Dario Amodei says he’s not trying to be a “prophet of doom” on AI and jobs, but the Anthropic CEO warns that mass displacement may be part of what makes AI work, rather than just a temporary growing pain for the technology.
In a new policy essay, Amodei said that despite efforts to soften the blow, there is a “good chance” that AI could cause “significant and lasting job losses”, which he said “may be an inherent property of the technology and the way it broadly reproduces human cognition.”
This discussion reframes one of the AI industry’s most uncomfortable questions. If AI systems are designed to perform many of the cognitive tasks that humans do, job losses may not simply be the result of bad corporate behavior or short-term adjustments, as some executives claim. Amodei suggests they may be a structural consequence of successful AI development.
In other words, it’s a feature, not a bug.
Mr. Amodei has sounded the alarm on this point before. He has previously warned that AI could eliminate half of entry-level, white-collar jobs and increase unemployment to 10% to 20% within five years, and called on companies and policymakers to stop “facing” the risks. Rather than predicting a specific jobs apocalypse, his latest essay details what governments should do in the event of an intolerable displacement.
His answer is twofold. It’s about slowing the damage and sharing the benefits.
Amodei called for better “measuring and tracking” of the impact of AI on the labor market, including expanded government statistics. He also supported “employment incentives” such as wage insurance for workers forced to take lower-wage jobs because of technology, retention tax incentives, workforce training grants, and improvements to job-matching infrastructure.
If AI permanently reduces the demand for human labor, he writes, governments may need to go further, including “long-term income support” such as universal basic income, funded by taxes on related businesses and higher capital gains taxes. He also advocated a universal capital account as another way to spread the wealth created by AI.
The essay comes amid a broader shift in tone, as some of the industry’s most prominent AI leaders, including Amodei and OpenAI CEO Sam Altman, have recently emphasized productivity gains and new economic opportunities rather than warnings of job losses.

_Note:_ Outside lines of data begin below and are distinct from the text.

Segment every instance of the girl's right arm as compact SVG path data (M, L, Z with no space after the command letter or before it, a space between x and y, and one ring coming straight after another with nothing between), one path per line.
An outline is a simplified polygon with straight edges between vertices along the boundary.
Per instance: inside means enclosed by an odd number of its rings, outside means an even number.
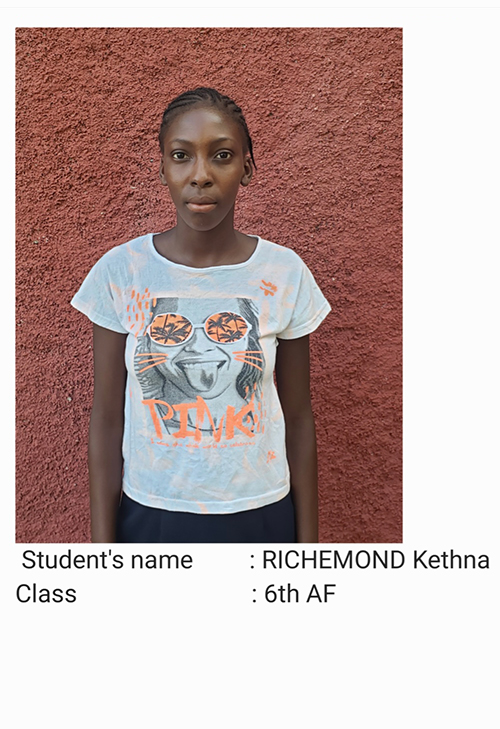
M126 334L94 324L94 401L89 428L93 542L114 542L122 490Z

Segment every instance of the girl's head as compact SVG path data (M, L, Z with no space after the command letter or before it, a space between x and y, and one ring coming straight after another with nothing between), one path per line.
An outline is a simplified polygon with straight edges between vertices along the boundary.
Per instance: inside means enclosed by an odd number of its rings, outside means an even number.
M163 119L158 137L162 154L164 151L163 138L170 123L178 114L182 114L195 106L212 107L239 124L243 135L244 149L250 154L253 166L257 169L253 156L252 138L250 137L250 132L248 131L247 123L240 107L232 99L230 99L229 96L224 96L224 94L220 94L215 89L211 89L206 86L200 86L193 91L185 91L183 94L179 94L179 96L176 96L176 98L170 102L163 112Z
M232 226L240 185L249 184L252 140L241 109L215 89L174 99L160 129L160 179L177 209L177 223L198 231Z

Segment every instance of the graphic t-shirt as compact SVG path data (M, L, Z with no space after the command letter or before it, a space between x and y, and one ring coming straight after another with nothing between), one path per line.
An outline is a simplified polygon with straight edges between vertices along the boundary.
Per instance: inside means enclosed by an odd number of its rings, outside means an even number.
M331 308L296 253L259 238L243 263L192 268L161 256L149 234L108 251L71 303L128 334L127 496L228 513L288 493L277 340L309 334Z

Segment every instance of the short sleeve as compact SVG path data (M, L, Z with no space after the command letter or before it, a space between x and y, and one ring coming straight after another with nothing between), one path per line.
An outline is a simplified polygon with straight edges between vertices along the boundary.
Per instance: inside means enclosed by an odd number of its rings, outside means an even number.
M90 270L71 300L71 306L85 314L94 324L113 332L128 334L120 321L120 293L120 287L111 280L107 253Z
M298 339L311 334L332 310L314 276L305 263L301 263L302 273L292 317L286 329L277 334L278 339Z

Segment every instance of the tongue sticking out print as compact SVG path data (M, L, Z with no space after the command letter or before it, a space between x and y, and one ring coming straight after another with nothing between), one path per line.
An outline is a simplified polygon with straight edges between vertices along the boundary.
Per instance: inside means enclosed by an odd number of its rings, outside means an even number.
M224 362L221 360L205 362L184 360L178 362L177 366L182 370L184 377L193 390L209 392L216 386L219 370L224 366Z

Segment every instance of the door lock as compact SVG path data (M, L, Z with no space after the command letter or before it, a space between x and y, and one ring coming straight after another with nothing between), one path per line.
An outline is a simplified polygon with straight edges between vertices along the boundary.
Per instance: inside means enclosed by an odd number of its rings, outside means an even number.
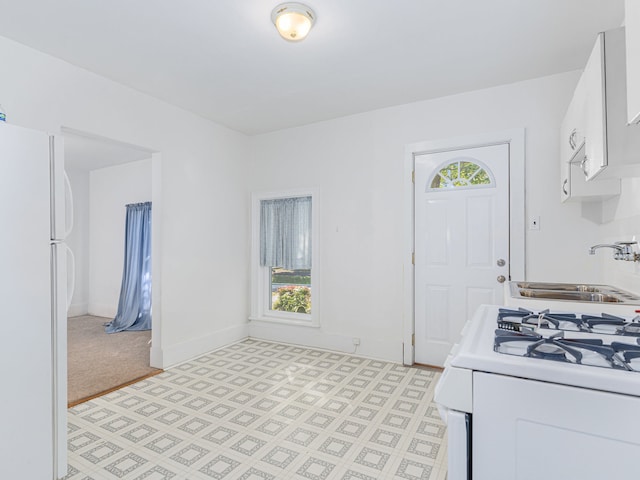
M498 275L498 278L496 280L498 280L498 283L504 283L506 278L504 275Z
M499 267L504 267L507 264L507 262L505 262L504 259L502 258L499 259L496 263L498 264Z

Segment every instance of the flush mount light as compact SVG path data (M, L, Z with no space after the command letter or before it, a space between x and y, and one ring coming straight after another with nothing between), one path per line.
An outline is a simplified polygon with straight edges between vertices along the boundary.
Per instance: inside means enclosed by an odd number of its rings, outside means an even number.
M311 30L316 14L302 3L282 3L271 12L271 21L282 38L290 42L299 42Z

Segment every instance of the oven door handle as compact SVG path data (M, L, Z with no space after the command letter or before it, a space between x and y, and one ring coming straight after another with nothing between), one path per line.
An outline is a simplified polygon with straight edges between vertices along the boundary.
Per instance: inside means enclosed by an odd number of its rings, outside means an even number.
M448 480L469 480L471 478L471 415L449 410L448 430Z

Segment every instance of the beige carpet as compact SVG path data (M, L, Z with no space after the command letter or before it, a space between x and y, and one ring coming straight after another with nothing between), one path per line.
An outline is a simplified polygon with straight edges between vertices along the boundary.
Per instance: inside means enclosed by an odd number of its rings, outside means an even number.
M159 373L149 366L151 331L105 333L109 318L68 319L68 403L95 397Z

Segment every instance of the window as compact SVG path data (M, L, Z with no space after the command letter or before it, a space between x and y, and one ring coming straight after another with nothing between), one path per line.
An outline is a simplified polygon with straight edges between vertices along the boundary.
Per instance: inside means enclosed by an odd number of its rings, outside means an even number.
M311 314L311 269L271 267L271 310Z
M492 187L495 182L488 168L475 159L459 158L441 165L427 190Z
M252 198L251 320L317 326L317 194Z

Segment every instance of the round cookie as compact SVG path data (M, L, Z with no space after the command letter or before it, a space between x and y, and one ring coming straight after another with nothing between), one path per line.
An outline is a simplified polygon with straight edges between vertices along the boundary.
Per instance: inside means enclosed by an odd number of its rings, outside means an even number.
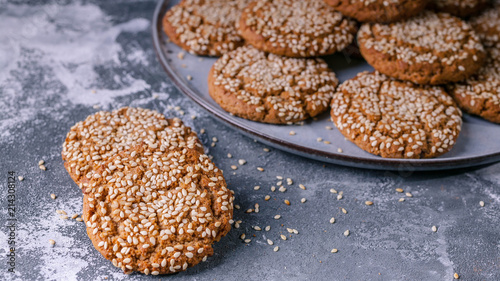
M390 23L422 12L429 0L325 0L335 10L360 22Z
M208 74L208 92L224 110L273 124L326 111L337 84L322 59L287 58L251 46L225 54Z
M256 0L243 10L239 31L259 50L314 57L344 49L353 41L357 25L323 0Z
M500 124L500 46L489 51L487 64L464 82L449 85L449 92L464 111Z
M467 18L480 13L490 4L490 0L431 0L430 6L437 12Z
M170 40L197 55L221 56L242 46L237 24L251 0L183 0L163 17Z
M432 158L448 152L462 113L443 88L363 72L341 84L332 120L361 149L384 158Z
M233 192L207 155L131 147L89 182L83 218L94 247L125 273L184 271L231 228Z
M486 47L500 44L500 5L471 19L470 24Z
M196 133L180 119L166 119L149 109L124 107L97 112L71 127L63 143L64 167L85 190L102 163L124 149L142 144L163 151L187 147L203 153Z
M464 80L479 70L486 56L472 28L444 13L424 12L388 25L364 24L358 44L376 70L423 85Z

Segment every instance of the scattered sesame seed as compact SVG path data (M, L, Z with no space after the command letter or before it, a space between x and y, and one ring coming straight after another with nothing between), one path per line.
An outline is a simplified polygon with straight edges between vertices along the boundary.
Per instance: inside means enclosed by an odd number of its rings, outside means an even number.
M236 165L231 165L231 169L233 169L233 170L238 170L238 166L236 166Z
M240 207L240 205L238 205L238 204L234 205L234 207L235 207L236 209L238 209L238 210L241 208L241 207Z
M413 197L413 195L410 192L406 192L405 195L408 196L408 197Z
M254 227L253 227L253 229L255 229L255 230L257 230L257 231L261 231L261 230L262 230L262 228L260 228L260 227L259 227L259 226L257 226L257 225L256 225L256 226L254 226Z
M205 130L205 129L201 129L201 130L200 130L200 134L204 134L205 132L206 132L206 130ZM230 154L228 154L228 155L230 155ZM229 158L231 158L231 157L229 157Z
M245 241L245 243L248 244L248 243L252 242L252 239L245 239L244 241Z
M346 209L341 208L341 210L342 210L342 213L347 214L347 210Z
M338 153L343 153L344 151L342 150L342 148L339 147L339 148L337 148L337 152Z
M179 52L179 53L177 54L177 58L179 58L180 60L182 60L182 59L184 59L184 56L185 56L185 55L186 55L186 53L184 53L184 52Z
M372 202L372 201L366 201L366 202L365 202L365 205L367 205L367 206L371 206L371 205L373 205L373 202Z
M191 115L191 119L192 120L196 119L196 115Z
M267 148L267 147L264 147L262 150L264 150L265 152L269 152L270 151L269 148Z
M73 215L71 216L71 218L72 218L72 219L76 219L77 217L78 217L78 214L73 214Z
M160 95L158 95L158 94L153 95L153 99L158 99L159 97L160 97Z
M295 133L295 131L290 131L290 133L288 133L290 136L295 136L297 133Z
M342 198L344 198L342 194L337 195L337 200L341 200Z
M303 184L299 184L300 189L306 190L306 187Z
M432 229L433 232L438 231L438 229L437 229L437 227L435 225L433 225L431 229Z
M455 274L453 274L453 278L460 279L460 276L458 275L458 273L455 272Z
M253 187L253 190L259 190L260 189L260 186L259 185L256 185Z
M264 200L266 200L266 201L269 201L269 199L271 199L271 196L269 196L269 195L266 195L266 196L264 197Z
M396 192L403 193L403 191L404 191L404 190L403 190L402 188L399 188L399 187L398 187L398 188L396 188Z
M323 143L324 144L331 144L332 142L331 141L324 141Z
M331 189L330 189L330 192L331 192L331 193L337 193L337 190L335 190L335 189L331 188Z
M233 158L233 155L231 155L231 153L228 153L227 158Z
M49 239L49 243L50 243L50 245L54 246L56 244L56 241Z
M336 252L338 252L338 251L339 251L339 250L337 250L337 249L333 248L330 252L331 252L331 253L336 253Z
M302 198L300 199L300 203L306 203L307 199L306 198Z
M330 127L330 126L326 126L325 129L327 129L327 130L333 130L333 128Z
M271 241L271 239L267 239L267 244L269 244L269 245L274 245L274 242L273 242L273 241Z
M52 194L50 195L50 198L52 198L52 199L54 199L54 200L55 200L55 199L57 198L57 196L56 196L54 193L52 193Z
M286 188L284 186L280 186L280 188L278 189L280 192L285 192L286 191Z
M283 235L283 234L281 234L281 235L280 235L280 238L281 238L282 240L286 240L286 236L285 236L285 235Z
M280 247L278 247L278 246L274 247L274 249L273 249L273 251L275 251L275 252L277 252L279 250L280 250Z
M484 201L479 201L479 206L484 207Z
M47 168L46 168L44 165L40 165L40 166L38 166L38 167L39 167L39 168L40 168L40 170L42 170L42 171L47 170Z
M213 141L213 142L218 142L219 140L218 140L216 137L213 137L213 138L212 138L212 141Z
M245 211L245 213L247 213L247 214L250 214L252 212L253 212L253 209L248 209L248 210Z
M272 192L276 191L276 186L274 186L274 185L273 185L273 186L271 186L271 191L272 191Z
M317 138L316 139L317 142L322 142L323 141L323 138Z
M59 216L59 218L63 219L63 220L67 220L68 219L68 216Z
M82 219L82 218L80 218L80 217L76 218L75 220L76 220L76 221L80 221L80 222L81 222L81 221L83 221L83 219Z
M262 168L262 167L257 167L257 170L258 170L259 172L264 172L264 168Z
M265 230L265 231L269 231L269 230L271 230L271 226L270 226L270 225L266 226L266 228L264 228L264 230Z
M19 181L23 181L23 180L24 180L24 178L23 178L23 177L21 177L21 176L17 177L17 179L18 179Z
M349 234L351 234L351 232L349 231L349 229L348 229L348 230L346 230L346 231L344 231L344 236L345 236L345 237L349 236Z
M398 201L399 201L399 202L403 202L403 201L405 201L405 199L404 199L404 198L399 198L399 200L398 200Z
M275 219L275 220L279 220L280 218L281 218L281 215L276 215L276 216L274 216L274 219Z
M38 161L38 166L43 165L43 164L45 164L45 161L43 161L43 160Z
M285 199L285 204L290 206L290 201L288 201L288 199Z
M293 180L291 178L287 178L286 179L286 184L292 185L293 184Z
M240 164L240 165L245 165L246 163L247 163L247 161L245 159L238 160L238 164Z
M332 217L332 218L330 219L330 223L331 223L331 224L334 224L334 223L335 223L335 218L333 218L333 217Z

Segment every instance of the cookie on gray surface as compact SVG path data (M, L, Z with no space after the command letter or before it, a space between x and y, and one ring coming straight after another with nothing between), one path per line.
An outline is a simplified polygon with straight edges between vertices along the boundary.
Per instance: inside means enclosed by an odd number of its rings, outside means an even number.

Business Insider recently reported that executives who once emphasized the disruptive effects of AI are now spending more time discussing how workers and society can benefit from the technology’s benefits in the lead-up to the company’s long-awaited IPO.
Amodei’s latest policy memo says Anthropic aims to help Rather than focusing solely on cost savings, enterprise customers discover new revenue and “get the most out of their existing workforce.” But if the benefits of AI are truly as huge as he claims, society needs a plan for workers who may not automatically share in the benefits, he said.